Hi all
I'm a bit battled since I'm re-analyzing some published data from a collaborator and I cannot get more than 10-20% of my genes overlapping with their data. I would like to make sure that I'm not screwing it up so I hope that this is the best place to ask
Example:
Analysis of 20 samples, 10 paired tumor-normal
My R code (based on limma) looks like:
fileList <- list.files(".",pattern = "*.CEL$",full.names=T, include.dirs=F, recursive=F)
sample <- ReadAffy(filenames = fileList, verbose=T)
eset <- expresso(sample,
bgcorrect.method="mas",
normalize.method="quantiles",
pmcorrect.method="mas",
summary.method="medianpolish")
as.matrix(colnames(exprs(eset)))
# prepare design
target <- cbind(c(rep(5,2), rep(6,2), rep(7,2), rep(8,2), rep(9,2), rep(10,2), rep(31,2),rep(36,2), rep(37,2), rep(38,2)), rep(c("D","N"),10)))
colnames(target) <- c("ID", "status")
rownames(target) <- colnames(exprs(eset))
target <- as.data.frame(target)
paired_samples <- factor(target$ID)
Treat <- factor(target$status, levels=c("D","N"))
design <- model.matrix(~paired_samples+Treat)
fit <- lmFit(eset, design)
fit <- eBayes(fit)
topTable(fit, coef="TreatN")
but the list of genes that I get not only has 0 with FDR < 5% (as stated in the paper) but have only 11 genes out of >400 that overlap if I use the test p.value instead of the adjusted p.value.
I even tried using a non-paired analysis with this design
design <- cbind(N=1,DvsN=rep(c(1,0),10))
rownames(design) <- colnames(exprs(eset))
The heatmap looks prettier in dividing normal vs tumor but still same problem of overlapping my significant genes vs the published ones.
-- edit --
An example of normalized data I have is the attached image
https://drive.google.com/file/d/0BxzhXZ5eBptDRnd0SXpTNkNHbGs/view?usp=sharing
Any suggestion would be just awesome
What'd they use in the paper to do the analysis? I've seen more than a few papers that were just analyzed in a completely incompetent manner. Also, did you do any sort of QC? That's not the sort of thing mentioned in methods sections of papers and could have led to either excluding samples or tweaking methods.
for DEGs they say that they used BH-equation = FDR correction but they don't say which analysis they actually did to obtain the p.values that they corrected. only mentioned that they used a 5% FDR.
for QC I quickly checked how boxplots were after normalizing (they also used mas medianpolish etc) and it looks pretty enough to me (I'm gonna attach image in the main txt as soon as I reply to this). the paper mentions the "use of scatterplots, correlation and trees" to check quality but it doesn't say whether they excluded any.

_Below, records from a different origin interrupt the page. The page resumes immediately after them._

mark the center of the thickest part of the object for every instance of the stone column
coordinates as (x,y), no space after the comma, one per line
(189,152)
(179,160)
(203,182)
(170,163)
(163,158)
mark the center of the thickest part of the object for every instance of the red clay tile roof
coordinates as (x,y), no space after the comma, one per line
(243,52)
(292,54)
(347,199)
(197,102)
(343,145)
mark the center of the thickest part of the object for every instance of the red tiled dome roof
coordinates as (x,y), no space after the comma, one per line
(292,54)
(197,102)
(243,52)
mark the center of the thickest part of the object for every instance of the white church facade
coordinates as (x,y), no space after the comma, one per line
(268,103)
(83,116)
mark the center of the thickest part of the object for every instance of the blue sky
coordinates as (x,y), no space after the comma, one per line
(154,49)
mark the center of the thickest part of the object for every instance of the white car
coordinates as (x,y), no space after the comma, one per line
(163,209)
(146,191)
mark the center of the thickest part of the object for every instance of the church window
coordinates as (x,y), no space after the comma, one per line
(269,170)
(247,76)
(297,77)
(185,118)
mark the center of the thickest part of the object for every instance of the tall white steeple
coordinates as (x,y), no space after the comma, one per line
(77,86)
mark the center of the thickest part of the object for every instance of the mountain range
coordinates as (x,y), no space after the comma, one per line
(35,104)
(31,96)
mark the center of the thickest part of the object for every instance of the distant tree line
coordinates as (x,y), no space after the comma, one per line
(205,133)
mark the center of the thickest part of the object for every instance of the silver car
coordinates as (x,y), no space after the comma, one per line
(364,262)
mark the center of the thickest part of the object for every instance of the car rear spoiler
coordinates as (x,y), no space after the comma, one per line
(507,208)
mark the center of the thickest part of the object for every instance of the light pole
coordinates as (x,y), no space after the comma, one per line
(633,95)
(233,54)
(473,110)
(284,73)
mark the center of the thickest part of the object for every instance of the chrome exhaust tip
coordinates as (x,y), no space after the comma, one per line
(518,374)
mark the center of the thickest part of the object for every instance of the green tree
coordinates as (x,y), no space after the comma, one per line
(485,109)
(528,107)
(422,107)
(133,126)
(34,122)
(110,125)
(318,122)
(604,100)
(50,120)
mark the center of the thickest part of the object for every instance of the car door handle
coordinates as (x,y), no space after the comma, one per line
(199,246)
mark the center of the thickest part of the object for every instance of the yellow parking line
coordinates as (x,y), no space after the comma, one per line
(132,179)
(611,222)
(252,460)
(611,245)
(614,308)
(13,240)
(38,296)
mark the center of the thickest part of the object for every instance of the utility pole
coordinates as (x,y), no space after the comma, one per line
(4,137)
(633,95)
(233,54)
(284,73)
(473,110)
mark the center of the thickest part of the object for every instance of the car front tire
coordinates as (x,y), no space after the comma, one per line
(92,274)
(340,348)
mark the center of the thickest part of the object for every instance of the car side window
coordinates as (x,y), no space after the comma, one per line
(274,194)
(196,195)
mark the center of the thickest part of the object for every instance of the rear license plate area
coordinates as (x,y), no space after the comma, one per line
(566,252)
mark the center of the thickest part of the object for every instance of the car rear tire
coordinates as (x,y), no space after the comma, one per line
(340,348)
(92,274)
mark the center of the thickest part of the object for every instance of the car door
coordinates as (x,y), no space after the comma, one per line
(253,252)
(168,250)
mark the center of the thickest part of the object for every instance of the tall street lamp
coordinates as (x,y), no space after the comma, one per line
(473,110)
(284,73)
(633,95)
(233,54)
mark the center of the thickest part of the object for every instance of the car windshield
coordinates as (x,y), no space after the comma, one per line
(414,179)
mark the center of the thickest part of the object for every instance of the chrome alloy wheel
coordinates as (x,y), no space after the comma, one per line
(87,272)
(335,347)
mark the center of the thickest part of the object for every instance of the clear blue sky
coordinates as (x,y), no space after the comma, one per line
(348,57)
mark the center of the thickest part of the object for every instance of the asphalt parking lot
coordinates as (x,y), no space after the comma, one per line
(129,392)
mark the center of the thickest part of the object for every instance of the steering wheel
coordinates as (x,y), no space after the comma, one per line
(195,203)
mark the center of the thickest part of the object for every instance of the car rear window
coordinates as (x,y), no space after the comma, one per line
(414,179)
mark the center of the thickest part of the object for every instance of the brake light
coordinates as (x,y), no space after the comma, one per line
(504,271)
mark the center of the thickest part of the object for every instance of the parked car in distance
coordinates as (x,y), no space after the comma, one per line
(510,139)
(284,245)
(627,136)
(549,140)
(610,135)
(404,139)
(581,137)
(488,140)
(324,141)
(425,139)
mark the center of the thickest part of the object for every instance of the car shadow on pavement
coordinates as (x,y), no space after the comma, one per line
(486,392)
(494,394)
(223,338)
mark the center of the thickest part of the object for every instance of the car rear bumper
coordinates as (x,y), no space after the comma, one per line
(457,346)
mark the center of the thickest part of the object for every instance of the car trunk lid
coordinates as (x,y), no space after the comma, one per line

Those don't look terrible to me either, though they aren't quite as well quantile normalized as I'd like to see. The thing with methods sections is that they almost always leave out important details. Your best bet is to ply one of the authors with booze and get the actual details that way. While I'm sure there are important implementational differences between limma and the Affymetrix suite/dChip, it's difficult to believe that that alone could lead to such a huge difference (though I'm no expert in this particular area, so I could be off there).
Do you happen to know what version of limma they used? Sometimes versions can make a *big* difference if some underlying parameter is tweaked under the hood between versions (e.g. as has happened with edgeR). Despite specific p-values are the trends preserved between your analysis and theirs? Or are you simply stuck with gene lists from them (and unable to to do more specific comparisons)? Your normalization method is listed as quantiles, is that what they used?
The paper says they used Affymetrix's MicroArray Suite and dChip with medianpolish normalization method. no limma. the ration of up/downregulated genes is similar in both analysis, but the probe names are not.
Jowever, what I'm mainly concerned about tho is: unless I missed something important in the code above, I would like to see a good part of my data to overlap with theirs...but if the code above is correct, and their analysis is correct...then what's the real answer?!